Rachael freely admits in the magazine that she’s not much of a baker. Unfortunately, that happens to be one of my stronger suits. The magazine is all about making easy, classy main dishes (and complimentary sides, with some desserts in there, too). But I’ll never be able to make many, if any, of these, for one simple reason – most of them contain alcohol in the ingredients list.

I can’t stand alcohol in large quantities in cooking. As noted on the previous blog, I don’t drink, and the main reason for that is to how badly I react when there is alcohol in food. It makes me dizzy and gives me a rotten headache.

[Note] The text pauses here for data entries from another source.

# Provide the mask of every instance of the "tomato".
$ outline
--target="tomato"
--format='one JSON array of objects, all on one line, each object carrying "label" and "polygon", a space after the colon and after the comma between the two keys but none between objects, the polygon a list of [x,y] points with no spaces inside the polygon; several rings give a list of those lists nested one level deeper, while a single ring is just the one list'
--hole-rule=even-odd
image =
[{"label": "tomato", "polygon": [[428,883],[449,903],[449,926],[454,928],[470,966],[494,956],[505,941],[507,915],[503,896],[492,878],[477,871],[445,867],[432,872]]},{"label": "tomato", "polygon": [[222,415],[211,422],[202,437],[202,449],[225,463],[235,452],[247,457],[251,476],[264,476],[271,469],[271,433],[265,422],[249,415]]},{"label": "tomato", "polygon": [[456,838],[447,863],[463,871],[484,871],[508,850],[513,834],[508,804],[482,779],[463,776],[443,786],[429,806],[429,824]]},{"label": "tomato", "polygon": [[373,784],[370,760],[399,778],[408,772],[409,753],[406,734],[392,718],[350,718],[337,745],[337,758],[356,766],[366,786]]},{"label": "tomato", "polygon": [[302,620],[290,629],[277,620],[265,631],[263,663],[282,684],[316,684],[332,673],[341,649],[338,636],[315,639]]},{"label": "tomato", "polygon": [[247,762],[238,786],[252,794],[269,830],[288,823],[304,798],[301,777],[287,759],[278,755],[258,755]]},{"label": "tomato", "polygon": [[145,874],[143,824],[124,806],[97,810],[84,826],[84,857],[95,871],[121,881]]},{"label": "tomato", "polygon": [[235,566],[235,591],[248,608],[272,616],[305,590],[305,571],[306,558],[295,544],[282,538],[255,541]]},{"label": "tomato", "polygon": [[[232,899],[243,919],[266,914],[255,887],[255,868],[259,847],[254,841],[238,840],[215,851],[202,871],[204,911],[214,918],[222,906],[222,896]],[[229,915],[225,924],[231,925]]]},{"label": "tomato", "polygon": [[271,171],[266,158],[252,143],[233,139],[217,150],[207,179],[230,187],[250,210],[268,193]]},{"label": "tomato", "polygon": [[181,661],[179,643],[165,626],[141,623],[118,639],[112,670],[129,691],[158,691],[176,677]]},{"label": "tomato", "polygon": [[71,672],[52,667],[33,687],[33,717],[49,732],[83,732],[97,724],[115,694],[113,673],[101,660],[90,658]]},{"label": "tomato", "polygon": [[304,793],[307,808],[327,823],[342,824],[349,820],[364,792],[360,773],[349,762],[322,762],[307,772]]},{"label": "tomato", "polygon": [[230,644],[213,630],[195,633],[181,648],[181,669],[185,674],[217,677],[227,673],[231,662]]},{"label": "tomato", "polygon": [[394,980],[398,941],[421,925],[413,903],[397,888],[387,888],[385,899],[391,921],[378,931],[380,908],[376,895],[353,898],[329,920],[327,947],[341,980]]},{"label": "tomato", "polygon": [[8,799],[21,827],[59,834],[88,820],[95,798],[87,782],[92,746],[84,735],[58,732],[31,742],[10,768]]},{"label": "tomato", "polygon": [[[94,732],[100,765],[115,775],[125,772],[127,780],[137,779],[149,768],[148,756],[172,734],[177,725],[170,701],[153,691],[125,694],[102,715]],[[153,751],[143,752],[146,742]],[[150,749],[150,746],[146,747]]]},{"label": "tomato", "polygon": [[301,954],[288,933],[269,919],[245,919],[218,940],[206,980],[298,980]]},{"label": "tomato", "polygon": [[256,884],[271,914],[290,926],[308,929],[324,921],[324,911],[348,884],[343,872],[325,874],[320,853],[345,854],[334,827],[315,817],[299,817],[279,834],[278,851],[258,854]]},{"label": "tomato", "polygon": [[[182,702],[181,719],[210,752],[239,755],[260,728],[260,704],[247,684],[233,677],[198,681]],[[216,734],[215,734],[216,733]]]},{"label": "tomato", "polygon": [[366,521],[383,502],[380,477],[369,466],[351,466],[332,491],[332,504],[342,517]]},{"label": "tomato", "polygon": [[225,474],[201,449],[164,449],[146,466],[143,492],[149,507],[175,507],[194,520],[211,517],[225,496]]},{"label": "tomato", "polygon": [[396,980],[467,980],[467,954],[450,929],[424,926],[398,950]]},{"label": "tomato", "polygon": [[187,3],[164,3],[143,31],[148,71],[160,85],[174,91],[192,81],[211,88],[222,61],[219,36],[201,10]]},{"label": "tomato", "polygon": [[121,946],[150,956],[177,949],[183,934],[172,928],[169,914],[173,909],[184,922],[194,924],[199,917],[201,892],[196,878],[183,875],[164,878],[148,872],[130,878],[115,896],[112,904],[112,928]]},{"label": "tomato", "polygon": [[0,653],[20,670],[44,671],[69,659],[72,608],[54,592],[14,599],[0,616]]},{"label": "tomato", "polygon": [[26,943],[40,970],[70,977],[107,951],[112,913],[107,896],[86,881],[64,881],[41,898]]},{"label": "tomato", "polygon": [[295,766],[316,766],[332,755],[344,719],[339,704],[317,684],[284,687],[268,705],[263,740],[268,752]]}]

As the Webmaster has pointed out, time and again, I have no tolerance for it. I don’t care if he drinks it, but I don’t want it. The other major problem is that even if I could stand the alcohol, I can’t serve any dish with it in it to the Munchkin. I have enough problems with her eating habits – the last thing I need to add to it is red wine in a sauce or something like that.

So, out the window goes the linguine with red clam sauce recipe, the Corona-steamed shrimp kebabs, the stuffed zucchini, and the cranberry chocolate cake with rummy whipped cream.

Then there is the simple fact that we have a food budget in this house. I might splurge on an ingredient every now and them to make a special dish, but I buy what’s on sale, stock up, and then use what I’ve got. Rachael Ray says that she can’t live without these items in her kitchen: canned baby clams, anchovies, fresh flat-leaf parsley, lemons, and red wine.

I’m developing an inferiority complex as I type.

One of the editors keeps a cheese journal. Yes, you heard me. He keeps a small notebook with the labels from the cheese that he’s bought and sampled, so he knows what he’s tried and should try next.

I have medium cheddar and mozzarella string cheese in my fridge. Parmesan in the freezer. Occasionally, I get Swiss cheese as a treat (or if a recipe calls for it), and a boursin if we’re having company.

I’m definitely more the Taste of Home magazine type. The kind of magazine that will have ground hamburger in a recipe.

So far, no one has complained about my cooking. I can’t deny that I’d like to add some new favorites to my repetoire. But I don’t think I’m going to find them with Rachael Ray. Friend, you are welcome to read it anytime you like.

I think I will try the blueberry cobbler recipe, though.